Friday, September 14, 2012

The NW Corner of Baltimore & Calvert Streets

The NW corner of Baltimore and Calvert  Streets has always been a busy one. As a matter of fact, up until the early 1800s, Baltimore Street was called Market Street and was the main shopping district until the Lexington/Howard street area became popular in the later part of the 19th century.

The first notable building to arise at the northwest corner of Baltimore and Calvert Streets was the Baltimore Museum, opened in 1829 by Rembrandt Peale after the sale of his family's original Museum on Holliday Street to the city of Baltimore for municipal offices. For over 40 years the Museum was operated by a succession of entrepreneurs - including, for a time, P.T. Barnum - until it was destroyed by fire in 1872.

Photo of a lithograph from my collection of E. Sachse's view looking west from Calvert Street on Market (Baltimore) Street circa 1850. This copy was made by A. Hoen and Co. sometime in the mid 1900s.
Similar view of Baltimore Street in 2012.
Photo of an original lithograph from my collection of view looking north on Calvert Street from Baltimore Street.
The Baltimore Museum after 1872 fire. Photo source Maryland Historical Society.
The site was purchased a year later by the Baltimore and Ohio Railroad, which commissioned local architect E. Francis Baldwin to design a building capable of holding all its various departments under one roof. Baldwin originally projected a five-story structure with arched window heads on every floor, but the railroad's growth in the late 1890s required that the building grow, too.  By the time it opened in 1882, it consisted of seven floors with arched window heads on only every other floor. Further railroad expansion required the addition of two more floors under a mansard roof in 1888. The building was destroyed in the 1904 Baltimore fire, after which the railroad moved its offices to a new building on North Charles Street.

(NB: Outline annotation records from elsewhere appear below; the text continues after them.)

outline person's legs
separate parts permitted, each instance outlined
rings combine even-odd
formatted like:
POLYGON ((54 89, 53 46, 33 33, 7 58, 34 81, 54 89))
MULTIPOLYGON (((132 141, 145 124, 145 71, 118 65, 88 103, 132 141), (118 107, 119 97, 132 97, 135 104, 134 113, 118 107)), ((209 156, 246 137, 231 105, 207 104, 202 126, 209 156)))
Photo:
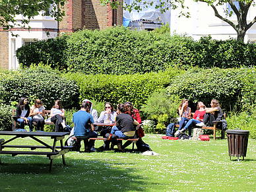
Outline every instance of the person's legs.
POLYGON ((63 119, 59 114, 57 114, 51 118, 51 121, 53 122, 55 125, 55 132, 59 132, 60 131, 61 127, 62 126, 61 123, 63 121, 63 119))
POLYGON ((181 121, 179 121, 179 127, 178 130, 182 129, 189 121, 189 119, 187 119, 186 117, 183 117, 181 119, 181 121))
POLYGON ((33 119, 31 117, 26 117, 28 119, 28 127, 29 127, 29 131, 33 131, 33 119))
POLYGON ((24 129, 25 127, 25 123, 22 118, 18 118, 17 121, 20 123, 20 129, 24 129))

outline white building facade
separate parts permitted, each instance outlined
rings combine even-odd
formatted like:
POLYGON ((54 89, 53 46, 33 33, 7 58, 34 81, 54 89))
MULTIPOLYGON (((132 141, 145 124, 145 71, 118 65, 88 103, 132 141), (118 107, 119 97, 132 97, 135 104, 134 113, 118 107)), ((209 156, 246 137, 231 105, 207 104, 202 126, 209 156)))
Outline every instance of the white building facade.
MULTIPOLYGON (((230 38, 236 39, 236 30, 228 23, 215 16, 214 11, 207 3, 203 2, 195 2, 193 0, 185 0, 185 6, 189 7, 188 12, 190 18, 179 16, 181 11, 179 8, 171 11, 170 30, 171 34, 187 34, 192 36, 194 40, 198 40, 202 36, 210 35, 216 40, 228 40, 230 38)), ((231 17, 226 16, 224 11, 230 7, 228 3, 224 3, 222 6, 217 6, 218 13, 223 17, 226 17, 237 23, 236 16, 233 14, 231 17)), ((230 10, 228 9, 228 10, 230 10)), ((185 11, 185 10, 184 10, 185 11)), ((256 7, 249 9, 247 15, 247 23, 256 16, 256 7)), ((255 43, 256 42, 256 24, 253 24, 246 32, 245 43, 255 43)))

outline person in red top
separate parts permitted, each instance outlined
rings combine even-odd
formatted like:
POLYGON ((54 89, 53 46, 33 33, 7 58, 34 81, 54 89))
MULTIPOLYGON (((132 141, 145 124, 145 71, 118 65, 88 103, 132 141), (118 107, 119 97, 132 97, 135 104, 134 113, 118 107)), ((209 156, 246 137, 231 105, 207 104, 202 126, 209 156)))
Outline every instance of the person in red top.
POLYGON ((191 139, 192 127, 195 126, 197 123, 202 122, 204 119, 205 114, 205 106, 204 105, 203 102, 199 102, 197 104, 197 110, 195 111, 194 115, 193 115, 193 118, 187 123, 183 129, 179 130, 179 131, 180 133, 184 133, 185 131, 189 128, 189 139, 191 139))

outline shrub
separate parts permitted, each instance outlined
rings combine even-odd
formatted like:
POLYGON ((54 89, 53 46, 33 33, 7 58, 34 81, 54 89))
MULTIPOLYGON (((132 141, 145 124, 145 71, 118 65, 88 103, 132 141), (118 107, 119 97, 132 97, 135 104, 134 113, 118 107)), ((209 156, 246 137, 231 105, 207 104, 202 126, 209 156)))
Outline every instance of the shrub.
POLYGON ((189 100, 192 111, 199 101, 208 106, 212 99, 217 99, 224 111, 230 111, 241 96, 245 78, 243 69, 193 68, 174 79, 168 90, 170 94, 189 100))
POLYGON ((172 118, 177 117, 179 98, 170 96, 164 89, 152 93, 143 105, 141 111, 146 113, 147 119, 156 122, 155 132, 163 133, 172 118))
POLYGON ((12 131, 12 107, 0 104, 0 131, 12 131))
POLYGON ((63 77, 77 82, 79 86, 80 102, 88 98, 102 102, 110 102, 115 106, 129 101, 140 110, 148 96, 166 88, 174 77, 184 71, 170 69, 166 72, 144 75, 86 75, 68 73, 63 77))
POLYGON ((3 102, 11 104, 26 96, 34 104, 40 98, 46 109, 51 108, 55 100, 63 102, 65 108, 71 108, 78 104, 79 89, 72 79, 61 77, 61 73, 49 66, 39 65, 17 71, 2 69, 0 80, 3 94, 0 96, 3 102))

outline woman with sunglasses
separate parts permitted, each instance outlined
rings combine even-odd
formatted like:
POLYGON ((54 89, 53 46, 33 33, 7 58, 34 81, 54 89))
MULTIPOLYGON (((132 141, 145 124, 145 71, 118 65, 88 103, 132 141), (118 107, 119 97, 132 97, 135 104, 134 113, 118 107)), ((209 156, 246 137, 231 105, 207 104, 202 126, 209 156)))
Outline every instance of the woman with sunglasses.
POLYGON ((113 110, 112 103, 106 102, 105 104, 105 111, 100 113, 100 117, 98 119, 98 123, 115 123, 117 113, 113 110))
POLYGON ((178 130, 179 133, 184 133, 189 128, 189 139, 191 139, 192 127, 203 121, 205 114, 205 106, 203 102, 199 102, 197 104, 197 110, 195 112, 194 115, 185 125, 184 128, 178 130))
POLYGON ((30 108, 29 116, 33 117, 33 122, 36 123, 37 131, 44 131, 44 117, 46 116, 46 108, 40 99, 36 99, 36 102, 30 108))
MULTIPOLYGON (((100 113, 100 117, 98 119, 98 123, 115 123, 115 117, 117 113, 113 110, 113 107, 112 103, 106 102, 105 104, 105 111, 103 111, 100 113)), ((100 135, 108 137, 111 132, 112 127, 104 127, 102 130, 100 131, 100 135)), ((112 145, 115 143, 113 141, 104 141, 104 144, 100 147, 100 149, 103 150, 110 150, 110 142, 112 141, 112 145)))

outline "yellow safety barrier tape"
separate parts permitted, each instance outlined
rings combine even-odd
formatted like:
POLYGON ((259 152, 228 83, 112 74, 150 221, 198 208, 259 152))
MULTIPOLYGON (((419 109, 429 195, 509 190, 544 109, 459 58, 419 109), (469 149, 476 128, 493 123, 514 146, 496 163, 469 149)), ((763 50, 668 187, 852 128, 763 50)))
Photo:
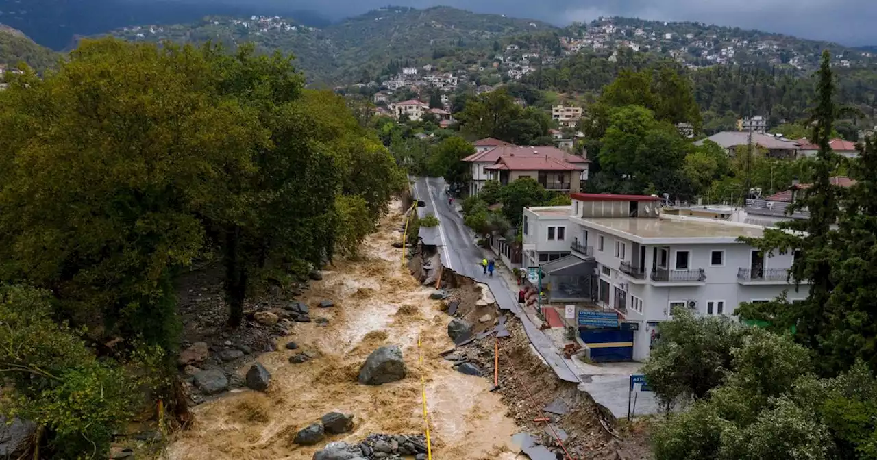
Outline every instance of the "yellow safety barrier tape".
POLYGON ((424 424, 426 425, 426 458, 432 460, 432 442, 430 441, 430 419, 426 410, 426 379, 424 378, 424 349, 420 346, 420 336, 417 336, 417 351, 420 355, 420 389, 424 397, 424 424))

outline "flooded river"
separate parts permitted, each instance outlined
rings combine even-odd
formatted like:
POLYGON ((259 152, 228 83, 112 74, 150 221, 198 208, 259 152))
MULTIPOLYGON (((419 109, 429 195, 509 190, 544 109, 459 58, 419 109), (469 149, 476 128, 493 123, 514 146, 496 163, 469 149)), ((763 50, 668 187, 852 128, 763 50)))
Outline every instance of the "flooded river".
POLYGON ((245 390, 194 407, 195 426, 177 435, 168 458, 310 460, 322 445, 297 446, 291 440, 299 428, 332 411, 353 414, 356 427, 327 442, 358 442, 370 433, 423 433, 421 375, 426 380, 433 458, 515 458, 505 446, 518 428, 505 415, 500 395, 489 393, 491 382, 460 374, 438 356, 453 346, 446 334, 450 318, 437 301, 429 300, 431 290, 403 267, 402 251, 391 247, 400 237, 400 222, 398 212, 389 216, 359 258, 337 261, 323 272, 322 281, 312 282, 301 300, 310 306, 334 301, 332 308, 311 307, 311 317, 324 316, 329 323, 296 323, 292 335, 278 342, 278 351, 259 357, 273 376, 267 392, 245 390), (298 350, 284 348, 290 340, 299 344, 298 350), (366 357, 388 343, 402 347, 408 378, 380 386, 357 384, 366 357), (288 362, 303 350, 319 356, 299 364, 288 362))

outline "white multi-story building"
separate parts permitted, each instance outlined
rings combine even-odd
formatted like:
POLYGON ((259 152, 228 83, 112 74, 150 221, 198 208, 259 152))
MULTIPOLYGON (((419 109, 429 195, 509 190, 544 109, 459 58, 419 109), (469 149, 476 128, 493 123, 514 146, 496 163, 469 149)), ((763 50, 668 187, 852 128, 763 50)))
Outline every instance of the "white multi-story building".
POLYGON ((541 206, 524 209, 521 221, 524 254, 521 265, 539 266, 569 256, 567 236, 571 206, 541 206))
POLYGON ((579 118, 581 118, 581 108, 564 107, 562 105, 552 107, 551 117, 557 120, 561 127, 574 128, 579 118))
MULTIPOLYGON (((610 342, 617 349, 616 356, 645 359, 658 324, 671 319, 676 308, 732 315, 742 302, 767 301, 784 291, 790 301, 807 297, 806 287, 795 290, 788 281, 793 254, 768 256, 738 241, 761 237, 764 227, 661 214, 656 196, 572 194, 571 198, 568 223, 561 223, 556 211, 524 211, 534 227, 528 232, 545 237, 529 248, 537 254, 553 251, 547 245, 547 228, 555 228, 551 243, 559 244, 557 228, 564 227, 572 257, 538 265, 549 283, 549 301, 593 302, 602 315, 617 315, 618 325, 605 331, 614 337, 610 342)), ((524 264, 531 260, 524 251, 524 264)), ((601 332, 599 328, 581 331, 583 339, 601 332)), ((609 351, 605 343, 597 349, 609 351)))

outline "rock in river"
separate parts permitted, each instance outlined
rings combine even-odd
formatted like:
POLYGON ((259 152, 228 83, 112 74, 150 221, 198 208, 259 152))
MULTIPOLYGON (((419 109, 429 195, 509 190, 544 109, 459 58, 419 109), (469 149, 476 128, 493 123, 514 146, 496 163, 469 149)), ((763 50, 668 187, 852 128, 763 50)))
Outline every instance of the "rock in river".
POLYGON ((210 350, 205 342, 196 342, 192 346, 180 352, 180 365, 198 364, 210 356, 210 350))
POLYGON ((312 446, 323 441, 325 433, 323 431, 323 425, 314 423, 296 433, 296 438, 292 442, 296 444, 312 446))
POLYGON ((337 442, 329 442, 323 450, 317 450, 313 460, 365 460, 361 455, 359 445, 337 442))
POLYGON ((244 356, 244 352, 239 350, 225 350, 219 352, 219 359, 222 359, 225 363, 234 361, 242 356, 244 356))
POLYGON ((23 457, 31 447, 31 438, 37 431, 37 426, 31 421, 18 418, 9 419, 0 415, 0 456, 3 458, 23 457))
POLYGON ((473 364, 472 363, 463 363, 458 365, 457 372, 466 375, 474 375, 475 377, 481 376, 481 370, 478 369, 478 366, 473 364))
POLYGON ((399 345, 384 345, 368 355, 360 369, 360 383, 381 385, 405 378, 408 368, 399 345))
POLYGON ((460 318, 451 320, 451 322, 447 325, 447 335, 454 342, 457 342, 457 340, 468 334, 471 330, 472 324, 460 318))
POLYGON ((251 390, 264 392, 268 389, 268 382, 271 381, 271 372, 265 369, 260 363, 256 363, 250 366, 246 372, 246 386, 251 390))
POLYGON ((280 319, 276 315, 269 311, 257 311, 253 317, 255 318, 256 322, 263 326, 274 326, 277 324, 277 321, 280 319))
POLYGON ((195 386, 207 394, 216 394, 228 389, 228 379, 219 369, 202 371, 195 374, 195 386))
POLYGON ((330 435, 341 435, 353 429, 353 415, 330 412, 320 418, 323 428, 330 435))

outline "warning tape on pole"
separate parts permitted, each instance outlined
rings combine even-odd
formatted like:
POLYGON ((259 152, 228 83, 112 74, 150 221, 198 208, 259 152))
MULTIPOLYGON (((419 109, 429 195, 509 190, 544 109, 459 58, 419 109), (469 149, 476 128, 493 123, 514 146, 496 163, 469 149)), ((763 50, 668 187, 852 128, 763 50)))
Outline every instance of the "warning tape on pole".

 The Baltimore Street corner became the site of the Emerson Hotel, Joseph E. Sperry's entry in Baltimore's race to copy New York's Plaza Hotel. The 17-story Emerson opened in 1911 and closed in 1969. It was demolished in 1971.  
The Emerson Hotel was built, legend has it, because one sweltering hot afternoon in 1910 Capt. Isaac Emerson (the Bromo-Seltzer inventor) was dining in the Belvedere Hotel and became so hot that he took his coat off. The management reminded him that it was a hotel rule that gentlemen had to wear coats. So the cantankerous old captain allegedly said: "the hell with you, I'll build my own hotel." And so he did.

After years as a parking lot, the Bank of Baltimore Building was built and opened in 1989. 
Today the building is the main office of SunTrust Bank.
Looking north on Calvert Street towards Monument Square from Baltimore Street in 2012.


CharmCityHistory said...

I believe you mean Rembrandt Peale, not Reuben Peale for the creator and owner of the Baltimore Museum.

BaltoGirl said...

Thank you for the correction. Post has been updated.

Anonymous said...

I love this blog! Just moved to MD a few years back and have made a hobby of looking into my newly adopted city's history. One of my favorite things to do is trying to identify the buildings on the famous 1911 downtown sketch by Edward Spofford. This blog helped me identify some of the more notable buildings that have since been razed, like the Emerson Hotel and Tower Building. It's a shame this blog no longer looks like it's updated.